Group:Research Talk
Title:Quantum cryptography: from “unbreakable codes” to “quantum hackers”
Speaker: Bing Qi University
Time: 2011-12-19 10:30-2011-12-19 11:30
Venue:FIT 1-222


Quantum key distribution (QKD) protocols have been proven to be information theoretically secure based on fundamental laws in quantum mechanics.  However, practical QKD systems often deviate from idealized models employed in standard security proofs and have imperfections that may lead to fatal security loopholes. Indeed, quantum hacking against practical QKD systems, particularly via detector side channel attacks, has emerged as a hot topic. One important research direction in QKD is to examine potential security loopholes in practical systems and develop QKD protocols with the best balance between security and practicality.

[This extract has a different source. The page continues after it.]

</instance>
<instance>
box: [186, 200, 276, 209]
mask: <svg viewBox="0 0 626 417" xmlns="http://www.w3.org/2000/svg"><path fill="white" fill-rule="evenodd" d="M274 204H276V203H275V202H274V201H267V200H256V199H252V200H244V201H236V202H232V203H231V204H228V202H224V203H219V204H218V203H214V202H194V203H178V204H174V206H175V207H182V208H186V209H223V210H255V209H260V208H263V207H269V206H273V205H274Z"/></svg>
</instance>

We have been exploring in this direction by taking the view of both the code-makers and code-breakers. In this talk, I will review a few successful quantum hacking schemes, including the “time-shift” attack and the “detector blinding” attack. I will also present the measurement device independent QKD (MDIQKD) protocol proposed by us recently (arXiv:1109.1473v1), which “looks like an elegant solution for the untrusted detector problem” (Charlie Bennett, on the Quantum Pontiff). 

Short Bio:
 Dr. Bing Qi received his B.A. in Physics from Nanjing University in 1990, and Ph.D. in Optical Instrument from Dalian University of Technology in 1996. Currently, he is a senior research associate in the Dept. of Electrical and Computer Engineering, University of Toronto, Canada.
Dr. Qi has been working on practical quantum cryptography since 2003. He made important contributions to the first experimental implementation of the decoy state quantum key distribution (QKD) protocol and the design and implementation of time-shift attack, which is the first successful attack against a commercial QKD system. His current research interests include measurement device independent QKD (MDIQKD), continuous variable QKD through existing fiber optic network, QKD based on energy-time uncertainty principle, high rate random number generation from quantum phase noise of a laser, etc.